Custom Tokenizer help

Hi,

I am creating a custom tokenizer in Spanish to execute the add_tokens function in an annotations file with spans completed splitting the tokens as I want. I have already updated the tokenizer of the blank:es model to isolate the punctuation marks in different tokens. Examples:

  • Secretario/a -> ["Secretario", "/", "a"]
  • Vitoria-Gasteiz -> ["Vitoria", "-", "Gasteiz"]
  • Hola. -> ["Hola", "."]

I have done this including as prefixes, infixes and suffixes all the symbols available with Regex:

prefixes = nlp.Defaults.prefixes + [r'''[!"\#$%&'()*+,\-./:;<=>?@\[\\\]^_‘{|}~]''']
prefix_regex = spacy.util.compile_prefix_regex(prefixes)
nlp.tokenizer.prefix_search = prefix_regex.search

infixes = nlp.Defaults.infixes + [r'''[!"\#$%&'()*+,\-./:;<=>?@\[\\\]^_‘{|}~]''']
infix_regex = spacy.util.compile_infix_regex(infixes)
nlp.tokenizer.infix_finditer = infix_regex.finditer

suffixes = nlp.Defaults.suffixes + [r'''[!"\#$%&'()*+,\-./:;<=>?@\[\\\]^_‘{|}~]''']
suffix_regex = spacy.util.compile_suffix_regex(suffixes)
nlp.tokenizer.suffix_search = suffix_regex.search

NOTE: I'm not sure if with this Regex syntax it performs exactly as I want.

But in cases as this text fragment:
Secretario/a.
It splits the tokens in:
["Secretario", "/", "a."]
When I want:
["Secretario", "/", "a", "."]
And with this problem I found future token missmatching errors.

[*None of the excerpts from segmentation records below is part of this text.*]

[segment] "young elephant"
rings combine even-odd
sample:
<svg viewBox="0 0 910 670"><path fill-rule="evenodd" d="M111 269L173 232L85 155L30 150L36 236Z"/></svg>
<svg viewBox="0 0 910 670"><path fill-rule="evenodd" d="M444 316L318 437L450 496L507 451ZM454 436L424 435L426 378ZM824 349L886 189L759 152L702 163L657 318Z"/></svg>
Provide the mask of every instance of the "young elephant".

I am pretty sure that this is happening because it interprets .a as part of an acronym. So, how can I change that problem at the Tokenizer and obtain the results I want?

Thanks for your question and thanks for reposting your question on the spaCy GitHub discussion. Generally spaCy specific questions are better for that forum as Prodigy Support is best for Prodigy-specific questions.

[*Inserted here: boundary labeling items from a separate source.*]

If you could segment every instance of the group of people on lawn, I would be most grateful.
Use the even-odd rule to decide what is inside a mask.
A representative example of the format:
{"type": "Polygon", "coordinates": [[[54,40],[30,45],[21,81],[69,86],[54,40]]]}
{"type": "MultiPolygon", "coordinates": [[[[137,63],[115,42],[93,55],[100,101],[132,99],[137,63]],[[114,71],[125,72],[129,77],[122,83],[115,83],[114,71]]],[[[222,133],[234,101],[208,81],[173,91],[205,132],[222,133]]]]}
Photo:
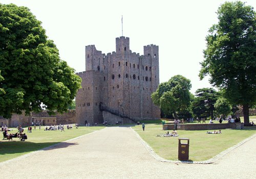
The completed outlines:
{"type": "Polygon", "coordinates": [[[25,139],[28,139],[28,136],[26,134],[26,133],[23,134],[23,132],[24,130],[22,127],[21,125],[17,127],[18,129],[18,132],[15,134],[8,134],[8,128],[6,128],[5,131],[4,132],[4,139],[6,138],[7,139],[10,140],[11,139],[12,140],[13,138],[19,138],[20,141],[25,141],[25,139]]]}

I'll repost the answer from @polm below for anyone interested.


This is a bit tricky because what you want to do here is remove an existing special case.

First, you can figure out what's going on using the explain method:

nlp.tokenizer.explain("Secretario/a.")
# => [('TOKEN', 'Secretario'), ('INFIX', '/'), ('SPECIAL-1', 'a.')]

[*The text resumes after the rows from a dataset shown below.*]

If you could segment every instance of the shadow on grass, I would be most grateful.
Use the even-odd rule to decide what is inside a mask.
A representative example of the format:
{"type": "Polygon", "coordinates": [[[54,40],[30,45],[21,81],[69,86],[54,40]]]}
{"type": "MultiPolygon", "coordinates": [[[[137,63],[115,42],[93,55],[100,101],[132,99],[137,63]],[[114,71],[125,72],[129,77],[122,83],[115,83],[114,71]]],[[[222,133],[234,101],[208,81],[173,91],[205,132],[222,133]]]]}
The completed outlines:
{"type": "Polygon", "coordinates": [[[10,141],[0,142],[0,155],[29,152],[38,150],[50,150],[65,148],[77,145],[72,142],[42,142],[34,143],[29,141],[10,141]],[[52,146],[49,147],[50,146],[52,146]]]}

SPECIAL refers to a tokenizer exception in this case.

You can remove a tokenizer exception by modifying tokenizer.rules, like this:

rules = nlp.tokenizer.rules
del rules["a."]
nlp.tokenizer.rules = rules

In your case, it sounds like you might want to do this for every lowercase letter. That should be easy to do in a for loop, but if you want to remove more exceptions then it might be better to make your own language subclass where you control the exceptions directly. See the guide to language subclassing or the Spanish definition for an example of what that looks like.